Suggestion:
If you're dealing with multiline text (i.e. \n
), then you'll need to pass the argument: flags=re.DOTALL
to your re.findall()
method.
Case: Multiline text
# string to be searched
a = """
__Hello__ **This
is a multiline test** __it is__ **Lego
**
"""
# pattern variations
bold_pattern = r'\*\*(.*?)\*\*'
# call re functions
match = re.findall(pattern=bold_pattern, string=a)
flag_match = re.findall(pattern=bold_pattern, string=a, flags=re.DOTALL)
# print results for observation
print(match)
print(flag_match) # using the flag
Returns:
[' __it is__ ']
['This \nis a multiline test', 'Lego\n']
From the Python 3.8.2 documentation:
"The expression’s behaviour can be modified by specifying a flags value."
Dealing with (\n)
Depending on your needs, there are a few different ways you can deal with \n
. If I need to, I'll use re.sub()
on the entire text body prior to doing anything else to remove them all.
To Compile or Not to Compile?
From the Python 3.8.2 documentation:
"Some of the functions are simplified versions of the full featured methods for compiled regular expressions.
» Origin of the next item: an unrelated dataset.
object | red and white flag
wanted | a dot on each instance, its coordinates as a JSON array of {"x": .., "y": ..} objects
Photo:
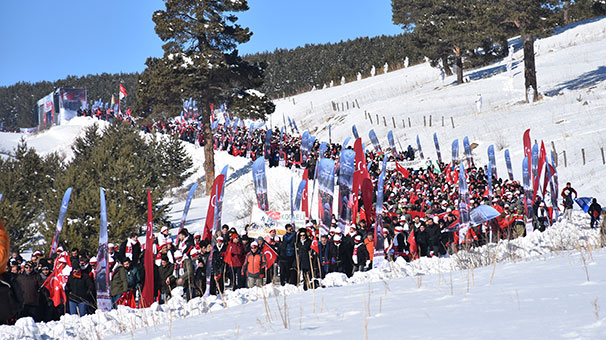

Most non-trivial applications always use the compiled form...
...but using re.compile() and saving the resulting regular expression object for reuse is more efficient when the expression will be used several times in a single program."
and
"The compiled versions of the most recent patterns passed to re.compile() and the module-level matching functions are cached, so programs that use only a few regular expressions at a time needn’t worry about compiling regular expressions."
So unless you're using a whole bunch of patterns, you shouldn't see a noticable improvement from compiling.
You can also use the %%time
magic command to test both options and see if you notice an advantage locally!
Good luck!